Lors de la peste de 1720, on construit des murs à Marseille, véritables cordons sanitaires.
Les incertitudes dues à la maladie qui se propage et dont les virus mutent rapidement laissent peu de place à l’anticipation et imposent des décisions rapides impliquant une restriction des libertés. Cela génère un stress collectif et des épisodes de révolte.
On va chercher des boucs émissaires parmi les « populations différentes » : ce furent souvent les lépreux, puis les juifs. Avec ces derniers, on faisait d’une pierre deux coups : ils étaient souvent banquiers : en les éliminant, on effaçait les dettes.
Les pandémies sont des moments propices au développement de complots. Déjà, durant la grippe espagnole en 1918, il y eut aux USA des « anti mask meeting », comme durant la Covid-19.
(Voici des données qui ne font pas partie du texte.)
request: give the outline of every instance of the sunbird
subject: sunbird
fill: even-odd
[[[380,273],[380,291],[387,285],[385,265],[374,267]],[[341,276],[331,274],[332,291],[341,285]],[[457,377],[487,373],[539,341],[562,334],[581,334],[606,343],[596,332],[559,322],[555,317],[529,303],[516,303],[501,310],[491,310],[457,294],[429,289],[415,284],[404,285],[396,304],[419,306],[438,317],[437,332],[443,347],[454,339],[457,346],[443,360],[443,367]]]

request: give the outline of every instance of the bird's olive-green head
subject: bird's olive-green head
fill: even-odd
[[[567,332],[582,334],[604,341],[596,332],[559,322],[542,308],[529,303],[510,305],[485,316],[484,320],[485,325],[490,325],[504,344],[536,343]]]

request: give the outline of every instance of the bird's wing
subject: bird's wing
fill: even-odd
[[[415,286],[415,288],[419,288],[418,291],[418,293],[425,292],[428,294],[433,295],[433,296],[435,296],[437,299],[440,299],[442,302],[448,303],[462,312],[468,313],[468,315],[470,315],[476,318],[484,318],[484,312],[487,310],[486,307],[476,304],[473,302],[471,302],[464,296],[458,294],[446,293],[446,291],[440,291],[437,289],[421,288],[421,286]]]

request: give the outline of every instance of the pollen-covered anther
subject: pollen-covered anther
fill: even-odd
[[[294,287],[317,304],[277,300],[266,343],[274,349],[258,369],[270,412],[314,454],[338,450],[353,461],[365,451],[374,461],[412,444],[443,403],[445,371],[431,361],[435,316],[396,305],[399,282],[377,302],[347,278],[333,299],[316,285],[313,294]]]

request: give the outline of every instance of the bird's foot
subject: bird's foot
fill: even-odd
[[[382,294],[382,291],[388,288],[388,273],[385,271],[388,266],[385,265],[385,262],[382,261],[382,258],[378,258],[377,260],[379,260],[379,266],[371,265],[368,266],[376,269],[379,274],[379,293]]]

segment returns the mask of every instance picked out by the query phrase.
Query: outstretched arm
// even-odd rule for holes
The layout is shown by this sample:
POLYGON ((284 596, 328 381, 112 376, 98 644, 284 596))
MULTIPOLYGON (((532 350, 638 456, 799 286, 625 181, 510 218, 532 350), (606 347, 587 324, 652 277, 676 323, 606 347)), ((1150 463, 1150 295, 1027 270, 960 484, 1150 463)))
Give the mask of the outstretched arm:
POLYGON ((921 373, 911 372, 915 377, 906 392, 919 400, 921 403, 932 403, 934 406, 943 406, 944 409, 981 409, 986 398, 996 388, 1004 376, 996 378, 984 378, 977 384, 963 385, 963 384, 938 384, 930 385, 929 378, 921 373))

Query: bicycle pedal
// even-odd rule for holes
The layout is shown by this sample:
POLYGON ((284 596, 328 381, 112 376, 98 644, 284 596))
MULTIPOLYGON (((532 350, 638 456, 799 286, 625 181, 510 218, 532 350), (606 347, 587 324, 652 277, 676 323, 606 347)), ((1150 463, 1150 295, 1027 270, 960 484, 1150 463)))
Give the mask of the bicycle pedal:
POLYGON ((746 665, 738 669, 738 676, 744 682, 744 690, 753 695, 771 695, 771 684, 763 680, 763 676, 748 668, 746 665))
Les rumeurs les plus folles se propagent. Les allemands auraient propagé le virus de la grippe espagnole via des boites de conserve : la 1ère guerre bactériologique en somme.
Même à notre époque où les causes de la propagation des virus sont comprises, ces pandémies sont toujours anxiogènes car c’est un ennemi invisible et sournois.
Synthèse de la conférence éponyme organisée à Lamorlaye (Oise) le 21 mai 2022.
Un buffet, accompagné d’une séance de dédicaces du livre de notre intervenant Stanis Perez, a clos cette conférence.